Buffalo, N.Y., is shrinking. Like others Rust Belt cities, it lost its manufacturing base and—with it—more than half of its population since 1950.

But throughout the region, one community is growing: refugees. From Iraqis in Detroit to Bosnians in Utica, Afghans is Schenectady to Burmese in Buffalo, a new wave of immigration is reconstituting the working class—and the cultural landscape—of these former industrial powerhouses.

Buffalo is home to 4,000 Burmese refugees, the city's fastest growing immigrant group. They are filling vacancies on the West Side, one of the city's most blighted neighborhoods, where many homes have an "X" spray painted over their paint-curled facades, the mark for demolition. Housing is cheap but jobs are scarce, and only 10-15 percent of new arrivals speak English.

I propose a digital color photography project telling the story of the Burmese community in Buffalo. How are they surviving in a city that still has not recovered from the collapse of heavy industry thirty years ago? Is it possible to be upwardly mobile in such a place? What political and cultural traditions do they bring, and how will these shape Buffalo's future?

I shot a short documentary for nine days in Buffalo this fall. I would like to return for a month this August to profile three Burmese refugees using the fly-on-the-wall reporting skills I learned from spending four months last semester intimately profiling one woman living in a residential hotel.

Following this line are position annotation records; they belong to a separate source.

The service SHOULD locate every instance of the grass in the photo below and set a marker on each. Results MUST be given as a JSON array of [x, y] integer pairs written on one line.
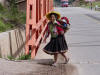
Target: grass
[[17, 18], [87, 5]]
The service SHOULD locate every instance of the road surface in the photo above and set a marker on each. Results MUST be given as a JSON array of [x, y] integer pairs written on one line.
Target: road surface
[[84, 49]]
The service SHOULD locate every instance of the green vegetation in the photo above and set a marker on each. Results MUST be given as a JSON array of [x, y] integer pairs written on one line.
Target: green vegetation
[[88, 5], [11, 18]]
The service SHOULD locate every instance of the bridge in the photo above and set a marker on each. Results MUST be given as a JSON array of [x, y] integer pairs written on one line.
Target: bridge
[[83, 40]]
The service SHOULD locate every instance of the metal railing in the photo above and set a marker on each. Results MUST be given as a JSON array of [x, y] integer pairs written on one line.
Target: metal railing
[[36, 23]]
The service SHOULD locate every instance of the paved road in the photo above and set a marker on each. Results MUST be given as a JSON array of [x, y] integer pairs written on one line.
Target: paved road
[[84, 49], [84, 39]]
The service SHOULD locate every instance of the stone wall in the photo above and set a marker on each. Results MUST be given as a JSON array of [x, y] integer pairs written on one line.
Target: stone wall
[[12, 43]]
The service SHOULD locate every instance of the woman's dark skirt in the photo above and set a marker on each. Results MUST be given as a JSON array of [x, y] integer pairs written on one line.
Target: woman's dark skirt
[[56, 45]]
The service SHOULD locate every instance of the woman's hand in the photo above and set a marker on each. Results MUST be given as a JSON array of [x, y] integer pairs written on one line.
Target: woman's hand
[[62, 32]]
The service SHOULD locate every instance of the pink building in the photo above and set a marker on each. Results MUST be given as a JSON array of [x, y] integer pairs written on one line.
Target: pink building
[[90, 0], [63, 0]]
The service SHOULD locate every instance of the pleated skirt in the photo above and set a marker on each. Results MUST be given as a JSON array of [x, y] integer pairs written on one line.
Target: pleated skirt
[[56, 45]]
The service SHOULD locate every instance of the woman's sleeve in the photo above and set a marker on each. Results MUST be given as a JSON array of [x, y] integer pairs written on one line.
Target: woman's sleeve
[[47, 31], [59, 28]]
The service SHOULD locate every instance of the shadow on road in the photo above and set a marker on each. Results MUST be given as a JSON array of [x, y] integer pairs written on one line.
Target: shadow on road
[[60, 69]]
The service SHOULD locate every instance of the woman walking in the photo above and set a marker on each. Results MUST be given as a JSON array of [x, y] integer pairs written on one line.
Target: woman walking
[[57, 44]]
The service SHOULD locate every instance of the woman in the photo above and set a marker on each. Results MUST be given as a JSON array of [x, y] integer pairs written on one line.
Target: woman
[[57, 43]]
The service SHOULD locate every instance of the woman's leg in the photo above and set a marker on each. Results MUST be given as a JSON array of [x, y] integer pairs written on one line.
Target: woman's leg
[[66, 59], [55, 57]]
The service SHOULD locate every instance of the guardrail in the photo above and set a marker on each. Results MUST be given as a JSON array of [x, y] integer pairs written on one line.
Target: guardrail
[[36, 24]]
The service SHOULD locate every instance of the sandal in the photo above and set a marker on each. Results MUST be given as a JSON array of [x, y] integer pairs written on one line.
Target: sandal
[[66, 61]]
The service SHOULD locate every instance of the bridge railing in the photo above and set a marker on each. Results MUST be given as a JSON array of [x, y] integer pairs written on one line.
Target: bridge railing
[[36, 24]]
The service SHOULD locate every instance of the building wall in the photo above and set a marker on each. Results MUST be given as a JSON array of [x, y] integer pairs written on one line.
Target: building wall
[[12, 43]]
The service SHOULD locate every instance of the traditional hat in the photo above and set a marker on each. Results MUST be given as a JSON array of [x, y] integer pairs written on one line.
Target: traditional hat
[[53, 12]]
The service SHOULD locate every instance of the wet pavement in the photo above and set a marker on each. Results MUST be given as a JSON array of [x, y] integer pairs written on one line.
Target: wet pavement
[[84, 49]]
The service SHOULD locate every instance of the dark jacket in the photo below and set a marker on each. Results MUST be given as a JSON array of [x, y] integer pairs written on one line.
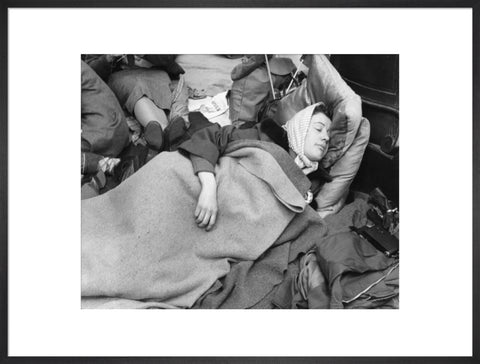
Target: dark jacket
[[208, 144]]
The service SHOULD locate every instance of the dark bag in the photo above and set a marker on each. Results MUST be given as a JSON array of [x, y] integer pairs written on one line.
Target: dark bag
[[252, 87]]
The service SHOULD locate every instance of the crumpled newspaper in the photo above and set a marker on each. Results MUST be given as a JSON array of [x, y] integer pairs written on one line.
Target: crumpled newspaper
[[107, 164]]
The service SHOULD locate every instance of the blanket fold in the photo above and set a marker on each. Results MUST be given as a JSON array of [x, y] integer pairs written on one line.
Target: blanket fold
[[140, 241]]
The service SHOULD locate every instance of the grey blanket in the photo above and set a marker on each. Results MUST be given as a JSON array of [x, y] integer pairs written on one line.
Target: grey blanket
[[140, 242]]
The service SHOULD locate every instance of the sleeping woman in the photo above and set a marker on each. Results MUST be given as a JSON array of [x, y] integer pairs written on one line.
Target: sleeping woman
[[305, 137], [142, 248]]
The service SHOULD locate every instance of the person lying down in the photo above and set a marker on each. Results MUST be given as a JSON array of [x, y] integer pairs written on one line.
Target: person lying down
[[141, 246], [306, 134]]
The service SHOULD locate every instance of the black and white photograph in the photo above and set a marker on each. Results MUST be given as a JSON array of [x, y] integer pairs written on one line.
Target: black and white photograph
[[240, 181]]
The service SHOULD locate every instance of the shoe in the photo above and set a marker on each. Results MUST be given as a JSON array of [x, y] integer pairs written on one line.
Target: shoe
[[154, 136]]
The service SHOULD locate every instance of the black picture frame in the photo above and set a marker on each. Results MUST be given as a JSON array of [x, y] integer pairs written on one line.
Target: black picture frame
[[5, 5]]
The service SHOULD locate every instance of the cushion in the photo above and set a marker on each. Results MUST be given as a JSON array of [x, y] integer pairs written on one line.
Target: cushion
[[349, 133]]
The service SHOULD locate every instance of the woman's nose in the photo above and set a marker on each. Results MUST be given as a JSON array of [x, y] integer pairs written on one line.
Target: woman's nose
[[324, 135]]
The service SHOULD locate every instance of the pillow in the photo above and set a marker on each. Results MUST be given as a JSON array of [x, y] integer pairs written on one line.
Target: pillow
[[344, 106], [349, 133]]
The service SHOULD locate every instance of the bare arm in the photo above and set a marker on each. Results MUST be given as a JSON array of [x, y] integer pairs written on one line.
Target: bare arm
[[207, 209]]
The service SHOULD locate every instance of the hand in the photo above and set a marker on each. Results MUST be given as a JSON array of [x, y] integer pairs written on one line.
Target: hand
[[206, 210]]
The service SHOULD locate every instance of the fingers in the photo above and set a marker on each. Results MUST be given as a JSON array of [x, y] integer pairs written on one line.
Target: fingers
[[213, 218], [205, 218]]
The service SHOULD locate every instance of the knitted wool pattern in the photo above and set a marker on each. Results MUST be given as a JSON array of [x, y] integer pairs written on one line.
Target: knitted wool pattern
[[297, 128]]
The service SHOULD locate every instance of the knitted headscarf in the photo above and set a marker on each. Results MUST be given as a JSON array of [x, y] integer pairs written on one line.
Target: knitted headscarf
[[297, 128]]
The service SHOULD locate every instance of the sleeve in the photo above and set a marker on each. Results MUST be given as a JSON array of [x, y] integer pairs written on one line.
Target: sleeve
[[208, 144], [100, 64]]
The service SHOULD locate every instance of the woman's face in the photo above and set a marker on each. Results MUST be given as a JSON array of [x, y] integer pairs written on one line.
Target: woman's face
[[316, 141]]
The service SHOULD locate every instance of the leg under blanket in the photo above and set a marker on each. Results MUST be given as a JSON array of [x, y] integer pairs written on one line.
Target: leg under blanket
[[140, 241]]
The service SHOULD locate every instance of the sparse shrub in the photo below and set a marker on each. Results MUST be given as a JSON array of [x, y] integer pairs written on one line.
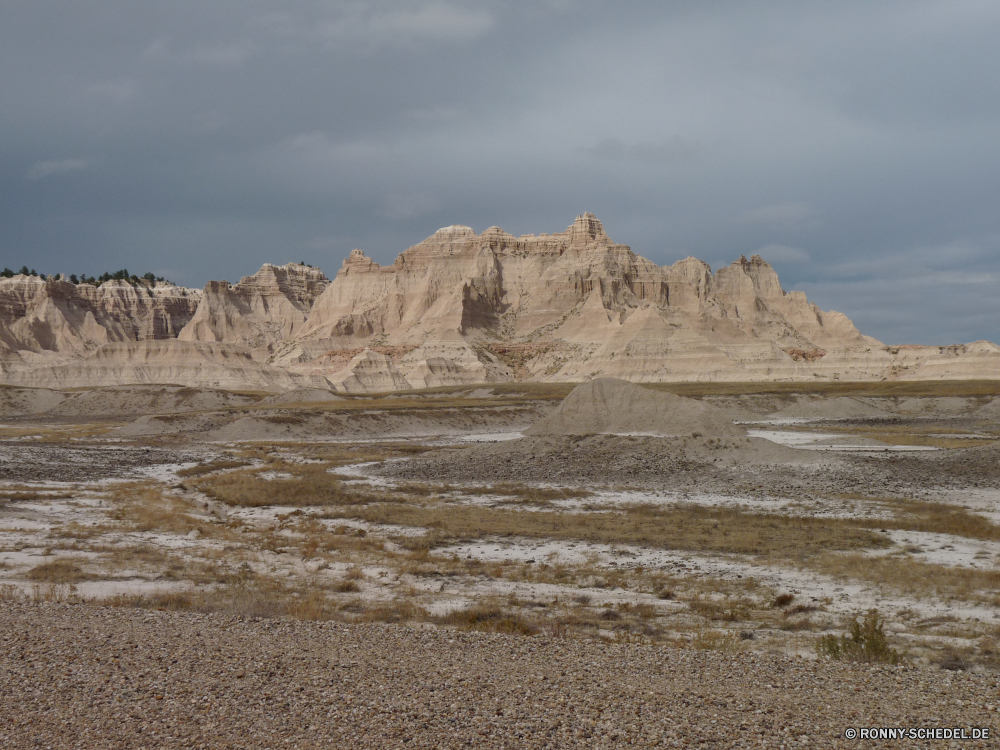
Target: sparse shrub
[[58, 571], [866, 643], [490, 619], [954, 663]]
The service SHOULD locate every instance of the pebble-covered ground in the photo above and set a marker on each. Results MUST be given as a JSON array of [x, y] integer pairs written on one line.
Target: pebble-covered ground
[[78, 676]]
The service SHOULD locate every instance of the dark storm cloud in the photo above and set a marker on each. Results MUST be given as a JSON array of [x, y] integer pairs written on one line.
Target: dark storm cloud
[[852, 144]]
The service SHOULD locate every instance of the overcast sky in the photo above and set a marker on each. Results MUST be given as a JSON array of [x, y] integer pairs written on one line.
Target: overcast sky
[[854, 145]]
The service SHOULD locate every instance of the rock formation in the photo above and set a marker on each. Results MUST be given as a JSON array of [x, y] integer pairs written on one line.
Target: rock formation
[[39, 315], [258, 311], [611, 406], [457, 308]]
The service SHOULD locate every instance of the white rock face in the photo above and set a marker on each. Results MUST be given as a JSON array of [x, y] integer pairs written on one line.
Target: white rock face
[[261, 310], [57, 316], [458, 308]]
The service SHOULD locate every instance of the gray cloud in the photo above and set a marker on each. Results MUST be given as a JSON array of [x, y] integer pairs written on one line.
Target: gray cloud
[[674, 148], [42, 169], [783, 254], [779, 214], [854, 143]]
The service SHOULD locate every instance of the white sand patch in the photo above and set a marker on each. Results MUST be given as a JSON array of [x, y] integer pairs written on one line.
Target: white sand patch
[[166, 472], [947, 549], [490, 437], [984, 502], [828, 441], [845, 598], [269, 476]]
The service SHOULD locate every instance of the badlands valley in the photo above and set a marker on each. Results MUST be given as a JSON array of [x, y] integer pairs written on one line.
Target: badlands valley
[[507, 492]]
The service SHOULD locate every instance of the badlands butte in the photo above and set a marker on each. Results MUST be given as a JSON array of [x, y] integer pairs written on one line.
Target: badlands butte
[[457, 308], [507, 492]]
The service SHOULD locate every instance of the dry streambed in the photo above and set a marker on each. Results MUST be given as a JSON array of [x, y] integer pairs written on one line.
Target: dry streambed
[[74, 676], [306, 531]]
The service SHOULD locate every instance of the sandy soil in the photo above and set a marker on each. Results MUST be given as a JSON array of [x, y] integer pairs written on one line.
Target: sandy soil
[[112, 678], [352, 526]]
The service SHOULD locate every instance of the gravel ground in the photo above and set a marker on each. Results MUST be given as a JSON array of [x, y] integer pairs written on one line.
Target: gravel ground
[[756, 466], [91, 677], [59, 462]]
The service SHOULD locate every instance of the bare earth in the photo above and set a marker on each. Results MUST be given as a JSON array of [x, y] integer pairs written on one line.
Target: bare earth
[[82, 677], [499, 567]]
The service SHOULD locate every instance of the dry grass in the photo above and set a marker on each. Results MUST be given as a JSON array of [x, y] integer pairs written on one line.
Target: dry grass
[[693, 528], [491, 619], [212, 466], [918, 515], [308, 485], [144, 508], [63, 570], [913, 578], [21, 493]]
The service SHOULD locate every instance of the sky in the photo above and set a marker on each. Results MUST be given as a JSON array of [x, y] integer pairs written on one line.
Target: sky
[[854, 145]]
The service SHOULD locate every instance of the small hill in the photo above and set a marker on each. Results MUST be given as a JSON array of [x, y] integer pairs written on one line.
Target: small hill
[[612, 406]]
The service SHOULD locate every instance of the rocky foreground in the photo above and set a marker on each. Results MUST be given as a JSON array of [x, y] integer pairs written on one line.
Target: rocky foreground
[[90, 677]]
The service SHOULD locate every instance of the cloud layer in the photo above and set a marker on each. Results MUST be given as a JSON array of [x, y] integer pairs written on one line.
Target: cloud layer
[[854, 145]]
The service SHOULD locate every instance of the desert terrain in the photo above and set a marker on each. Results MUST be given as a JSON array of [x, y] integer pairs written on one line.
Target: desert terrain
[[511, 564]]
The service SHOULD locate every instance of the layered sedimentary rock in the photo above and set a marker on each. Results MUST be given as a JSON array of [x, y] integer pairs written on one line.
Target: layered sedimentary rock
[[459, 308], [572, 306], [188, 363], [260, 310]]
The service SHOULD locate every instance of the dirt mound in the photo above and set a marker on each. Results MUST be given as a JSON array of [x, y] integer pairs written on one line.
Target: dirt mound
[[838, 407], [303, 396], [990, 410], [618, 407], [15, 402]]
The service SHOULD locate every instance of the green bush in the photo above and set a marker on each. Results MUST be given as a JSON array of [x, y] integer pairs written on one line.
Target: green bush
[[866, 643]]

This project follows a tradition of documentary photography examining social inequality in America, from Dorothea Lange's Depression-era portraiture to Milton Rogovin's forty-year chronicle of Buffalo's industrial workers. Today, the power of their photography as social critique has been muted by nostalgia for an idealized America built by honest hands and honest struggle—a narrative that excludes today's newest immigrants. I hope to restore critical power to this tradition by documenting the new faces of Buffalo's West Side, the very neighborhood Rogovin once photographed.

I have already made many contacts in Buffalo and identified fixers: Anna Falicov, who has written an ethnography of Buffalo's Burmese community, and Law Eh Soe, a recent Burmese refugee and photojournalist who chronicled the pro-democracy uprising in Burma two years ago.

The series will be printed as a book with text and packaged online as a series of audio slideshows.